Stessa sorte di John Stockton (unico trofeo un co-Mvp all’All Star Game, per quello che vale…), Pat Ewing ed altri malinconici autori di memorabili pagine Nba che non possono lucidare anelli o statuette, ma che già prima di ritirarsi avevano prenotato una camera nell’ospizio più elitario: l’arca della gloria.
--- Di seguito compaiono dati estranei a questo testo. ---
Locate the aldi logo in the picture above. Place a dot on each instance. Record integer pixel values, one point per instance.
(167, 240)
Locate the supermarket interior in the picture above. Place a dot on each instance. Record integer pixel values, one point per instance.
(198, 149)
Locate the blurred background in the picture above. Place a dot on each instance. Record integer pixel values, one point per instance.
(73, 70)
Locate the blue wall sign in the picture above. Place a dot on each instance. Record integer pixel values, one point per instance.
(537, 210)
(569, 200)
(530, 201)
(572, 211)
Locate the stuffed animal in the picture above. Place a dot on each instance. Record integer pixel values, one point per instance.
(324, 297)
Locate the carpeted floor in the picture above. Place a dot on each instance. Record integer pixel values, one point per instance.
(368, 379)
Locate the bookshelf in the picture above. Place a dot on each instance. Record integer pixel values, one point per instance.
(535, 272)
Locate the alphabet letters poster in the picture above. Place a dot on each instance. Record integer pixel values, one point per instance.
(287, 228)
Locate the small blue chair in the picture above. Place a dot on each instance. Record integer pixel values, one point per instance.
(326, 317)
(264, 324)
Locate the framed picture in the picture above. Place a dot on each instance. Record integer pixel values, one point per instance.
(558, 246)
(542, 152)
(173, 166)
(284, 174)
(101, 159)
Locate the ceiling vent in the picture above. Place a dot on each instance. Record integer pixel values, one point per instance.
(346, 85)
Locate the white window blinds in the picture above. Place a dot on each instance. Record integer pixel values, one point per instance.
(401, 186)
D’altronde, Phil Jackson ha 11 anelli ma un solo Coach of the year award. La storia del gioco non è affatto quella delle onorificenze.

 

Forse, è anche un bene che l’impronta incisa con perseveranza da Sloan nello Utah, non sia ridotta a qualche traguardo annuale o qualche magic moment; forse, l’unico numero adeguato è il 23: come le stagioni trascorse con i Jazz, come il numero di maglia del giocatore che capitanava la squadra che per due volte lo ha sconfitto in finale.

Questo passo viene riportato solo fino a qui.